A Florentine art dealer, Rosanna Tempestini, invited me to an art festival where there were artists, sociologists, linguists. There I chose to continue my research with this tape that I called Filotape and using it on the ground forming complex geometries reminiscent of medieval Cosmatesche. With the help of some students I have done this circle that I called balloFilotondo in honor and celebration of the Sardinian round dance with the figures of men and women holding hands and forming a star.

In your career did you make “strange” actions, what do you remember with more affection?

The three actions on the occasion of the Venice Biennale! I was not a guest artist but one of those who use the space outside of the Biennale gardens in the days of the press opening. In 1993 I was a living sculpture, in 1995 I was a soldier defending the art world intended as a concentration camp and in 1997 I was a mechanic of the art and I was materially making the Filo in public.

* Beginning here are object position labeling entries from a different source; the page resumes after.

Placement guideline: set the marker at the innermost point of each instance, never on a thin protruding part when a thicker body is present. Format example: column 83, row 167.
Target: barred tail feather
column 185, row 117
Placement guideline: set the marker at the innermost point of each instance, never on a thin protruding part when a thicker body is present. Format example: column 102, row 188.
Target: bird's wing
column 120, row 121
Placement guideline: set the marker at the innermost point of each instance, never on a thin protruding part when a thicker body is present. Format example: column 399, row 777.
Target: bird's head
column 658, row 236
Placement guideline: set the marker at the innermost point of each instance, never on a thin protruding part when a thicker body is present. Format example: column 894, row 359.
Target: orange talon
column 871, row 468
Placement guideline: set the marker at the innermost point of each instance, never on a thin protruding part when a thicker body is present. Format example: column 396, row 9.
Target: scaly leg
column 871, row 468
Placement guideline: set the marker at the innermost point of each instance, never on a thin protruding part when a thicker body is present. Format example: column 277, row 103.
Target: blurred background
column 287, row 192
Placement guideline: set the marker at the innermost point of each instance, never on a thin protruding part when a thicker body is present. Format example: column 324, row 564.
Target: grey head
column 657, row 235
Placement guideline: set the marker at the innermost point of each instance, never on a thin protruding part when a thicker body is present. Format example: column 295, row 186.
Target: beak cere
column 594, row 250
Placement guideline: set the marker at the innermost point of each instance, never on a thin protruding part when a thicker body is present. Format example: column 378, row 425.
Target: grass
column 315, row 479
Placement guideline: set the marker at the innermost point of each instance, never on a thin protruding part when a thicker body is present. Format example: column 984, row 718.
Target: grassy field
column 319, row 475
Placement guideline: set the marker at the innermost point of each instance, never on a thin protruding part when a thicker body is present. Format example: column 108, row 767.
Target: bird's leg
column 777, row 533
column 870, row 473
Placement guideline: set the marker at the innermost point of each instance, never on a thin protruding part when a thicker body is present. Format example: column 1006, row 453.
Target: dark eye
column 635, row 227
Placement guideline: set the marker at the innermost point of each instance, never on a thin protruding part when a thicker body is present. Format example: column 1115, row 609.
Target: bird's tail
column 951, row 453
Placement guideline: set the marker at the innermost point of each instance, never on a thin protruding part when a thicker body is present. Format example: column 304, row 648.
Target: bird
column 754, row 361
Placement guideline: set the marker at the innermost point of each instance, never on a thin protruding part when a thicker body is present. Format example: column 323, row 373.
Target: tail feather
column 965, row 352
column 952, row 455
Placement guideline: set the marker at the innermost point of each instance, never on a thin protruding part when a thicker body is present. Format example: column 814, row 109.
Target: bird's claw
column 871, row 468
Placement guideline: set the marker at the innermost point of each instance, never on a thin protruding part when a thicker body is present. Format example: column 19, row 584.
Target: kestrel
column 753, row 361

How many kilometers of Filo you've made?

It is a question that many people do and it is interesting. Very few, however, are interested in the quality because there is a quality given by the individual touch that is repeated a thousand times and always different, creating the principle of the difference in repetition. You think like a field of grass where each blade of grass is different from the others. Can I read you something I wrote for Artext?
“Filo is never painted but always made, created in the infinite sequencing of unique morphological moments and forms that give origin to a qualitative and quantitative growth aimed towards infinity. The Filo form rises from the deconstruction of the canvas and the extrusion of colour-matter from the orifice of the paint tube. From this indissoluble pair a new episode of the eternal subject-object dialogue springs out, a sort of lay epiphany that unravels in space and time. Filo becomes the medium through which colour transforms itself into an object of the world and allows the maker to know and experience the world itself and his personal relationship with reality in the eternal play of life. A kind of cultural DNA .All this through the pleasure of a continuous discovery of the form and of the possibility for creating a 'loving bridge' with the others. Ultimately the Filo wants to reach a 0 degree in the relationship between the artist and the user. Its purpose is to give birth to an atmosphere of magic and playful parthenogenesis, 'virginal' in its intentions and therefore detached from the economic sphere. If the encounter is positive, a vital lymph feeding the roots of memory will be drawn out, generating pure and profound energy”.